Brenda Allen (aka Marie Mitchell) was a madam based in Los Angeles, California, whose arrest in 1948 triggered a scandal that led to the attempted reform of the Los Angeles Police Department (L.A.P.D.). Allen received police protection due to her relationship with Sergeant Elmer V. Jackson of the L.A.P.D.'s administrative vice squad, who reportedly was her lover.

Early career
Allen began as a prostitute in Los Angeles in the 1930s, though she already had several prior morals charges in other US cities. She rose to prominence around 1940 as the successor to Ann Forrester (aka "Black Widow"), who had previously run a $5,000-a-week prostitution syndicate but was convicted and sentenced to prison.

Scandal
After an attempted robbery of Brenda Allen and Sergeant Jackson in which Jackson shot and killed the perpetrator, the press and other members of the police became aware of their relationship. Wiretaps led to the arrest of Allen and the resulting publicity to the convening of a grand jury.

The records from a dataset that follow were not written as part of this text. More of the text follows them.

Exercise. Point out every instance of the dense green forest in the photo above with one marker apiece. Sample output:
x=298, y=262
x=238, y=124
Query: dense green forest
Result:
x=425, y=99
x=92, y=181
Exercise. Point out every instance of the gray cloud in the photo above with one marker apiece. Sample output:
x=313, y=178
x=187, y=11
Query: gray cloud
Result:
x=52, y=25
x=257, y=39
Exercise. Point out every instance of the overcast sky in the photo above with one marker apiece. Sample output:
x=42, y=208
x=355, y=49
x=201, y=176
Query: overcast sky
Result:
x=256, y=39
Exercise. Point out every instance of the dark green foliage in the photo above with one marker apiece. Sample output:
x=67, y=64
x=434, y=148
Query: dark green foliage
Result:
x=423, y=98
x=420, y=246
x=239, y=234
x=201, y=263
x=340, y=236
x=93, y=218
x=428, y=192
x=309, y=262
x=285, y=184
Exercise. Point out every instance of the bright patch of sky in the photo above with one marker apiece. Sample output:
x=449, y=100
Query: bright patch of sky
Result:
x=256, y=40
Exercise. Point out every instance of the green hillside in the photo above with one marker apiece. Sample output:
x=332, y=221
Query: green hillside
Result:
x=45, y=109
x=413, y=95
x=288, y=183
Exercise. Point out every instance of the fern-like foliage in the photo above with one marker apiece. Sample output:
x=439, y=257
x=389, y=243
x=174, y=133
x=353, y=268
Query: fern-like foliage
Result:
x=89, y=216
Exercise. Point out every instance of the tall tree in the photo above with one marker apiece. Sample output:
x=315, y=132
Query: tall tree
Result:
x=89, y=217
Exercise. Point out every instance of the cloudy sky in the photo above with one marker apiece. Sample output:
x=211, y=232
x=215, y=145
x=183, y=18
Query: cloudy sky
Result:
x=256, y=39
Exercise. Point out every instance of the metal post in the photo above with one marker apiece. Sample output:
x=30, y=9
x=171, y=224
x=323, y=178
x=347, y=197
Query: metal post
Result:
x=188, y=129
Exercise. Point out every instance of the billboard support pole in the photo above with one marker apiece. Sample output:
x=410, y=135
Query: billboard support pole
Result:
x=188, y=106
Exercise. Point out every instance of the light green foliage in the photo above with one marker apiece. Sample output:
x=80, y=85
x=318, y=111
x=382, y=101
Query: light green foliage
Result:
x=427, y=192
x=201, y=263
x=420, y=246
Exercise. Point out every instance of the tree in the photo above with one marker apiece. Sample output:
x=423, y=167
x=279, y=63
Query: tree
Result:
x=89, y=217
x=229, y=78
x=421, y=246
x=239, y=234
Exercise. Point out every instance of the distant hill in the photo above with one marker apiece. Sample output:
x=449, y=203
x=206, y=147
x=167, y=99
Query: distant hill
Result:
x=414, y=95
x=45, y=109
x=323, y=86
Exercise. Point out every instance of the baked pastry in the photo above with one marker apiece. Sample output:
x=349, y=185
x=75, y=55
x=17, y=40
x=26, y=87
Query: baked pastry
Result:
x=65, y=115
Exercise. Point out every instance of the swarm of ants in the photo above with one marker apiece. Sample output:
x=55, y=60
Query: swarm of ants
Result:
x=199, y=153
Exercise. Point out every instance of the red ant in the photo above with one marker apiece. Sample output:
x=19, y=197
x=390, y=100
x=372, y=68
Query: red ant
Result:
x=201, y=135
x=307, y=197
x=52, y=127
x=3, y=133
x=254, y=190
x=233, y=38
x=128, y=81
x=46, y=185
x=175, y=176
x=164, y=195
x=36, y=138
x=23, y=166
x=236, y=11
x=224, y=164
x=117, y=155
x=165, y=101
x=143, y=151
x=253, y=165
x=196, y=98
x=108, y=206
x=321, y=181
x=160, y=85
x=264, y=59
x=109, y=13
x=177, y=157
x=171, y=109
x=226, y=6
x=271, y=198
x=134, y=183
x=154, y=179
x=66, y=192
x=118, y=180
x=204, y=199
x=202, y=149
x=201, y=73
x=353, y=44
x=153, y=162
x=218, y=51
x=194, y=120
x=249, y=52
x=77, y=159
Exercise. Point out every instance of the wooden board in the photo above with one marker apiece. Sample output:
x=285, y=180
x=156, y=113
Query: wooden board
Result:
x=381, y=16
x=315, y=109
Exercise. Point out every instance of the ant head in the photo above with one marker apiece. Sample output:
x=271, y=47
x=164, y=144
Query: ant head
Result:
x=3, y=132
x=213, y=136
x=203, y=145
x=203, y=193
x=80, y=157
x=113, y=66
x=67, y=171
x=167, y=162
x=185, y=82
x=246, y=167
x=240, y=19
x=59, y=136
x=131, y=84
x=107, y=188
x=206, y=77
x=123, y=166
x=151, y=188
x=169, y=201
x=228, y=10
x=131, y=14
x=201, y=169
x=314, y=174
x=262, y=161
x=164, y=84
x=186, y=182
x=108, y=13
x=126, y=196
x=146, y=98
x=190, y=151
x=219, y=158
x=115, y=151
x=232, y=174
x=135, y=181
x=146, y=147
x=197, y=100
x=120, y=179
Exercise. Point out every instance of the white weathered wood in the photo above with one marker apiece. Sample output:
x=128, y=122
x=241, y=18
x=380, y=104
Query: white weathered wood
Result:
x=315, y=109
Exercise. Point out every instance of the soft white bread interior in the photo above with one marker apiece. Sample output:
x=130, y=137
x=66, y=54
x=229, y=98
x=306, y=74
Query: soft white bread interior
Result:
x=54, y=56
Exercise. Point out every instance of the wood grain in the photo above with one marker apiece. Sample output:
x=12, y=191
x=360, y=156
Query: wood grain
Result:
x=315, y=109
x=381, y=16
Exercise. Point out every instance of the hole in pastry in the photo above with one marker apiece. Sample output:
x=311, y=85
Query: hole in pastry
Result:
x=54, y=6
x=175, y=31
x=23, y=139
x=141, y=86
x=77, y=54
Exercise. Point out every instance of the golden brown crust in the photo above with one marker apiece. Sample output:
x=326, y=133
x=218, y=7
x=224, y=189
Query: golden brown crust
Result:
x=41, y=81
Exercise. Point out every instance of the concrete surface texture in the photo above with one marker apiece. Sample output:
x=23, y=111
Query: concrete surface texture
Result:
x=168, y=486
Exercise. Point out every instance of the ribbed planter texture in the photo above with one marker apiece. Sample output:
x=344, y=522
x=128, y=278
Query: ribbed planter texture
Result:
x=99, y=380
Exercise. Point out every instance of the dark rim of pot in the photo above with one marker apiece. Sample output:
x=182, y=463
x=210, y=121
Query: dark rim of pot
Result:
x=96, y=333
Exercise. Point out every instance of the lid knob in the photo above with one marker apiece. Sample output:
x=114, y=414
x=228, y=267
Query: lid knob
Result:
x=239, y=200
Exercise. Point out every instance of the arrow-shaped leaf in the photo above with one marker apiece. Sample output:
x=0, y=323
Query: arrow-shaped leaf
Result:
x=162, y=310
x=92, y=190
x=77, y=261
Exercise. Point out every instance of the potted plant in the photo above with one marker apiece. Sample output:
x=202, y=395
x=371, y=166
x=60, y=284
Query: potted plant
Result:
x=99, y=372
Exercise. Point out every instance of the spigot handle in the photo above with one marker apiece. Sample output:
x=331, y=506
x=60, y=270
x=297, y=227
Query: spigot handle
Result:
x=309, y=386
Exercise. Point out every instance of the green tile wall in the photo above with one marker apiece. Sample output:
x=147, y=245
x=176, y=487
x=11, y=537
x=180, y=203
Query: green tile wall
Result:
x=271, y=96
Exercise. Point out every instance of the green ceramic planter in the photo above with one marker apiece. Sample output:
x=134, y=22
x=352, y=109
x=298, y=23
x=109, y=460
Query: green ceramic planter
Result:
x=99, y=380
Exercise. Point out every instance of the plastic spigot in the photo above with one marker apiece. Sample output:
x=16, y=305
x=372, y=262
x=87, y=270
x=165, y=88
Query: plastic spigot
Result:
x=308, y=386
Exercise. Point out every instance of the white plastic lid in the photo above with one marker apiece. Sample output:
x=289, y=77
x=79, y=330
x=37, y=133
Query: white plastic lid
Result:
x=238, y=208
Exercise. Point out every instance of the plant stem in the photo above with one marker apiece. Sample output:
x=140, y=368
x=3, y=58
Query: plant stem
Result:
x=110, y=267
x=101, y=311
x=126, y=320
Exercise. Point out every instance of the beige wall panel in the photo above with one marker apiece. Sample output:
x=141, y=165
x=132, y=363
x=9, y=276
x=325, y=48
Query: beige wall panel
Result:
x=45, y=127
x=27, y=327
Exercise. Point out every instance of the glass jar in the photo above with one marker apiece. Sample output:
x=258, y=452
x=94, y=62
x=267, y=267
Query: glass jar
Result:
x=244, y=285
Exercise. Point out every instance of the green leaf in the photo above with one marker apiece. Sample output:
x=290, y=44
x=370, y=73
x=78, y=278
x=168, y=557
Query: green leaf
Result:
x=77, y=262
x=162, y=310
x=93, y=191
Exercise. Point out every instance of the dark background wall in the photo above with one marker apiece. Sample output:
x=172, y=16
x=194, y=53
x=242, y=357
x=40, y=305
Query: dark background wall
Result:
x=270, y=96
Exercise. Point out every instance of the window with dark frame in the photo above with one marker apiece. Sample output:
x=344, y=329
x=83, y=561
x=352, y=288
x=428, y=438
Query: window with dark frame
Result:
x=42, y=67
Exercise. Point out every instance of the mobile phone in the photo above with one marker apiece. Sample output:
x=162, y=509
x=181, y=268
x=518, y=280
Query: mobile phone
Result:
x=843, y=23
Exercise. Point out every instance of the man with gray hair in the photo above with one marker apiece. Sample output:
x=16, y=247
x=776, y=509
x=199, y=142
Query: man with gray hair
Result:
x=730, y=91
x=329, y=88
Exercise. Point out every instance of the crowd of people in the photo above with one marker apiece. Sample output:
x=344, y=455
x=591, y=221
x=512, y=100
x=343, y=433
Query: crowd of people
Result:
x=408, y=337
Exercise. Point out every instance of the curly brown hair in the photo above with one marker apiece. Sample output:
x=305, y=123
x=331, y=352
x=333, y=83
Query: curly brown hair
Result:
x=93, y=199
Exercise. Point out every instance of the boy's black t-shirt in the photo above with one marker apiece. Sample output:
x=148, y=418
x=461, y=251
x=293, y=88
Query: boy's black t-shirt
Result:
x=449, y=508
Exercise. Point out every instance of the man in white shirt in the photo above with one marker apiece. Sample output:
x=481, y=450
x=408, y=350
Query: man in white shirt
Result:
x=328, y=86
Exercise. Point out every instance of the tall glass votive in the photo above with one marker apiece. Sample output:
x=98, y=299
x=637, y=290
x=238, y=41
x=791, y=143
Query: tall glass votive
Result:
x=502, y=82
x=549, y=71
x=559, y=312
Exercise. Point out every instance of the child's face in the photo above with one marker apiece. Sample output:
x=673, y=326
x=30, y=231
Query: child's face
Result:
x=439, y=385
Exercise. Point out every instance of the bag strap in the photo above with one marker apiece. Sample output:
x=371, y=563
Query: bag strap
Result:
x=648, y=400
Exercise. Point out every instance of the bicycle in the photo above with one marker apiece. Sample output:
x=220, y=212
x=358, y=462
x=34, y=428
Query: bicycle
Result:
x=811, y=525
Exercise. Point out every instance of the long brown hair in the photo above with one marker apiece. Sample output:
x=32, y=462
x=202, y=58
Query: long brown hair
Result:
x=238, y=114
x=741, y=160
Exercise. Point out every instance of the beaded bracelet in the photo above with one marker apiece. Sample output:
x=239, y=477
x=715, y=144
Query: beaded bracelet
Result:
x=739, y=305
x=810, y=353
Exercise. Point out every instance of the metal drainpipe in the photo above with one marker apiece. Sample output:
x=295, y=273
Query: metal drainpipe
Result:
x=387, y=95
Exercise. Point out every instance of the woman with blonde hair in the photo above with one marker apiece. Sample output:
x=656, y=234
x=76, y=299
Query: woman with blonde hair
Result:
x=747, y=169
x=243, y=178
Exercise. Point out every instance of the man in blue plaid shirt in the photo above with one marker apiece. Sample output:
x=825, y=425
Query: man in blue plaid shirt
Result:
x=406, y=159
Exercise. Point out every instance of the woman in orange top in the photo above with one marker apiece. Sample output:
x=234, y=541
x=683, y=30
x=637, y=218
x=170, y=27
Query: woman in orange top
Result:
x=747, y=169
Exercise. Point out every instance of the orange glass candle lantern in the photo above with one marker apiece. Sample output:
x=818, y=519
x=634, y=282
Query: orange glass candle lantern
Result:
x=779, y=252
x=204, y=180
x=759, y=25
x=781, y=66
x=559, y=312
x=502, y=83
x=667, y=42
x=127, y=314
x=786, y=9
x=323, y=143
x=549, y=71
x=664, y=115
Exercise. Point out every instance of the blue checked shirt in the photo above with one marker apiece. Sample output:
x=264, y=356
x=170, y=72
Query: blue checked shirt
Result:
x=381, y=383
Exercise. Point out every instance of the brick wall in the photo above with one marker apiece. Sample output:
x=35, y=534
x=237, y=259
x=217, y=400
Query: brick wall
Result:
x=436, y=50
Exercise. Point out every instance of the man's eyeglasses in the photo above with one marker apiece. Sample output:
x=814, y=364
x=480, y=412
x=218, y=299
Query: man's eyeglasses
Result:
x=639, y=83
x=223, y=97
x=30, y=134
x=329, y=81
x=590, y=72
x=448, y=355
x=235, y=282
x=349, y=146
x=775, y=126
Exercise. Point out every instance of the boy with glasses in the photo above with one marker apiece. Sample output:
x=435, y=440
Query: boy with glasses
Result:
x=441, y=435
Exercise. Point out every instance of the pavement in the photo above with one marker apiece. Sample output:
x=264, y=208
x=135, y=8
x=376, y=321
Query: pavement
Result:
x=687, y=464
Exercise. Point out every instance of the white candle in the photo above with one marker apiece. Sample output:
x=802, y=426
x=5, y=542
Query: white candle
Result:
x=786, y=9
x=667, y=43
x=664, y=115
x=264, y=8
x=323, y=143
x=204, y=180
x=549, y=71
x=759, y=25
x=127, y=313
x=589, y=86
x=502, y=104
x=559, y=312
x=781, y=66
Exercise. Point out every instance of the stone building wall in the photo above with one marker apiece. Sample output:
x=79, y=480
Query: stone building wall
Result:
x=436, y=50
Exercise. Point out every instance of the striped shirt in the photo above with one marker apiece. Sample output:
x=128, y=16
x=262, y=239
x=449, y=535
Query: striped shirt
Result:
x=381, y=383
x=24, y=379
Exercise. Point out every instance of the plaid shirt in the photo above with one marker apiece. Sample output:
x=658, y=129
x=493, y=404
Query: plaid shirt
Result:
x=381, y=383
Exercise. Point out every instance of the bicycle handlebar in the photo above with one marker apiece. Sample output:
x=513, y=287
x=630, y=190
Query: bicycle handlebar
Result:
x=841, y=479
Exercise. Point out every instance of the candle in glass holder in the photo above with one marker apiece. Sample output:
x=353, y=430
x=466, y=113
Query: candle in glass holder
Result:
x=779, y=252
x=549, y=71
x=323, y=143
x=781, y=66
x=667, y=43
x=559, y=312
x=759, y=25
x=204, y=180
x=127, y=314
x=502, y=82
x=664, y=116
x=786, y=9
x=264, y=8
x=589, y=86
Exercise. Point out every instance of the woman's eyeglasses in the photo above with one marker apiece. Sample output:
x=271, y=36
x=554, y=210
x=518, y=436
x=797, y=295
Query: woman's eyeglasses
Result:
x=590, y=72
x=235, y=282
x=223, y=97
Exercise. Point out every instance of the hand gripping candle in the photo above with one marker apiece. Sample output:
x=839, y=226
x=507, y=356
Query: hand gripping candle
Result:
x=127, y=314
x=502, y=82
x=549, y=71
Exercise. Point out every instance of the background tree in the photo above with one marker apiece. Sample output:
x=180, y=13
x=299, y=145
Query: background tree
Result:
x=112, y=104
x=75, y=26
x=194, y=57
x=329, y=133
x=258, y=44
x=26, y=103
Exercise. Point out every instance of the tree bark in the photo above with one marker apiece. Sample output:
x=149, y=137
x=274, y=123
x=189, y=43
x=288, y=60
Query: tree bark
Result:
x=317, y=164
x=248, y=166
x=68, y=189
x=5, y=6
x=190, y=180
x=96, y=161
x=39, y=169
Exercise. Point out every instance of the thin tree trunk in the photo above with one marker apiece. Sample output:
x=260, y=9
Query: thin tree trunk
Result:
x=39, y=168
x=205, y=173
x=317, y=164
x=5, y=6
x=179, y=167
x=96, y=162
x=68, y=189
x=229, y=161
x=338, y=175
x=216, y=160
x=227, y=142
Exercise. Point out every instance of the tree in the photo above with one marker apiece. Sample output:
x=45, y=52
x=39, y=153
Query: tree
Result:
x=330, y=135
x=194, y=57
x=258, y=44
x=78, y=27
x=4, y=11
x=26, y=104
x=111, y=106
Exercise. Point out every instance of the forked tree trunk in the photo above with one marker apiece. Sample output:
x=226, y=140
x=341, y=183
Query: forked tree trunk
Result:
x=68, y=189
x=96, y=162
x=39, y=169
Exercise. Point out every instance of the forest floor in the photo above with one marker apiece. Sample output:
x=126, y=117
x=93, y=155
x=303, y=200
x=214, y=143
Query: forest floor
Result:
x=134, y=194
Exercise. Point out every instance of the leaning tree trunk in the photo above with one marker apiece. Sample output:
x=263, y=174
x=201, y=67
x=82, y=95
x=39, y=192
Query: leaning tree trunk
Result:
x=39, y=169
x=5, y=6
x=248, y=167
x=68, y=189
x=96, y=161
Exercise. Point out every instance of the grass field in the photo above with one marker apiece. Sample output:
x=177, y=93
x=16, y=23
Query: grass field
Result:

The publicity from the grand jury revelations of police corruption led to the resignation of L.A.P.D. Chief Clemence B. Horrall and his replacement by retired Marine Major General William A. Worton, who had served with the Marine Corps' III Amphibious Corps at the Battle of Okinawa.

Reform

Worton was appointed by L.A. mayor Fletcher Bowron on a temporary basis. He served from July 1949 to August 1950, when he was replaced as chief by William H. Parker, who had served the general as a special aide and then as head of Internal Affairs (Horrall's deputy chief, Joe Reed, also resigned after being shamed by grand jury testimony.) It was Parker, in his 16-year reign as police chief, who is credited with cleaning up the L.A.P.D.

Cultural impact
The relationship between Allen and Jackson was depicted in author John Gregory Dunne's 1977 novel True Confessions, which was later turned into a movie starring Robert de Niro and Robert Duvall (as Jackson).

Brenda Allen was played by Joan Van Ark in the CBS made-for-television film Shakedown on the Sunset Strip (1988).

The story of Brenda Allen also plays a role in the 2011 video game L.A. Noire. In an attempt to divert media attention from Allen's arrest and protect themselves, the corrupt police chief and other public officials expose an affair between German singer Elsa Lichtman and the game's protagonist, Cole Phelps, resulting in him being demoted and disgraced.

The scandal appears in the James Ellroy novels The Black Dahlia, The Big Nowhere, Perfidia and This Storm, and is mentioned extensively in the book LAPD '53 for which Ellroy provided text to photographs provided by the Los Angeles Police Museum.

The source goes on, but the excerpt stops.